Small molecules has been wide used to manipulate biological activities through protein receptors, and this strategy has become the norm in the development of inhibitor and probes. While protein arrangement at higher order also control or regulate biological processes such as recognition and signaling, it is difficult to manipulate such processes by molecules provided by general synthetic approach because the scale of proteins is above nanometers. To precise control the locations of small molecules to manipulate protein functions, we exploit synthetic biomolecules as scaffolds.

We construct nanoscaffolds with polyproline peptide as these biomolecules form well-defined polyproline helix II (PPII) structure that has three fold symmetry and 0.9 nm pitch for every three proline residues. By installing chemical handle into proline building block for SPPS and controlling the peptide sequence, small molecule (ligand) location, distance and direction can be controlled at the range of few nanometers.

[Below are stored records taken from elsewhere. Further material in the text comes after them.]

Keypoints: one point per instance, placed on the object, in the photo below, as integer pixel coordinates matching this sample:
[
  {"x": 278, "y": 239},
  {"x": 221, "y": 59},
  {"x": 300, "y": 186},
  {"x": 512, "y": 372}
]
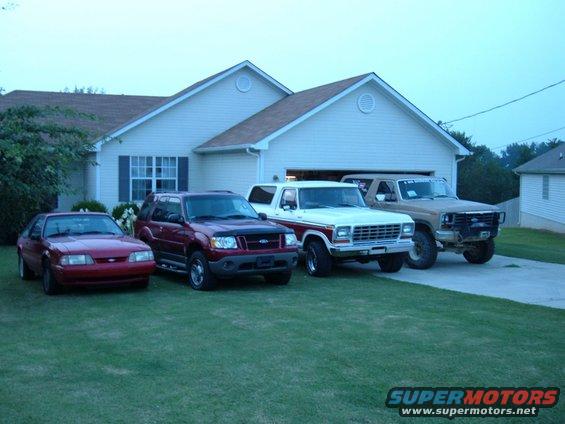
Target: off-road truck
[{"x": 443, "y": 221}]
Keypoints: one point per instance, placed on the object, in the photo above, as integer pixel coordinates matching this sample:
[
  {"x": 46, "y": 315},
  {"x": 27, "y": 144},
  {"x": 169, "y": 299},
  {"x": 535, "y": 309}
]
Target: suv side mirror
[{"x": 175, "y": 218}]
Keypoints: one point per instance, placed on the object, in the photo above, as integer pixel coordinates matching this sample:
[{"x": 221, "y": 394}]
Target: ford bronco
[
  {"x": 215, "y": 234},
  {"x": 443, "y": 221},
  {"x": 333, "y": 224}
]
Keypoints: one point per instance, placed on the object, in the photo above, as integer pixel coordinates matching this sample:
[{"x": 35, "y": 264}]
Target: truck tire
[
  {"x": 280, "y": 279},
  {"x": 424, "y": 253},
  {"x": 391, "y": 262},
  {"x": 200, "y": 276},
  {"x": 481, "y": 252},
  {"x": 50, "y": 284},
  {"x": 25, "y": 272},
  {"x": 318, "y": 259}
]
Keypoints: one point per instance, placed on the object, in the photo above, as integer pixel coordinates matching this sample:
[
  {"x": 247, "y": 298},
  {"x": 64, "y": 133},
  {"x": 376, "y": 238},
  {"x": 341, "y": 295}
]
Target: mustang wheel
[
  {"x": 24, "y": 271},
  {"x": 481, "y": 252},
  {"x": 391, "y": 262},
  {"x": 318, "y": 259},
  {"x": 50, "y": 285},
  {"x": 424, "y": 253},
  {"x": 199, "y": 275}
]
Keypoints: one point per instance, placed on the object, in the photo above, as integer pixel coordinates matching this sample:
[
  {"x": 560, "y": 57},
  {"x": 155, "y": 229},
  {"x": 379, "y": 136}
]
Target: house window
[
  {"x": 152, "y": 174},
  {"x": 545, "y": 187}
]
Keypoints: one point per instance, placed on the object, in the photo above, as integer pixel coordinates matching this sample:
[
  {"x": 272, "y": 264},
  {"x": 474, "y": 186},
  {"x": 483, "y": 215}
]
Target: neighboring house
[
  {"x": 241, "y": 127},
  {"x": 542, "y": 191}
]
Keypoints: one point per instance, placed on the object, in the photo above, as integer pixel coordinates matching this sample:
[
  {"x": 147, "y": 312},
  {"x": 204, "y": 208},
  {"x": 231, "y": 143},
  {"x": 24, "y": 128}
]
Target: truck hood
[
  {"x": 351, "y": 216},
  {"x": 237, "y": 227},
  {"x": 446, "y": 205},
  {"x": 100, "y": 246}
]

Many protein receptors appear in oligomers and this is common for lectins. For example, some human lectins use this multivalent capability to recognize pathogens through glycan ligand density. To control ligand presentation in a universal approach, we connect several polyproline helix into a macrocycle. The assembly on polyproline helices can be efficiently carried out on a solid support with CuAAC reaction and further cyclized into macrocycles. As the ligand position on each helix can be controlled by SPPS and the helix assembly is stepwise, the individual ligands can be controlled into asymmetrical pattern. With these glycan ligand patterns, we manipulate the selective binding to to protein oligomers this strategy can be considered a general solution to the cross-reactivity problem of carbohydrate-protein interaction.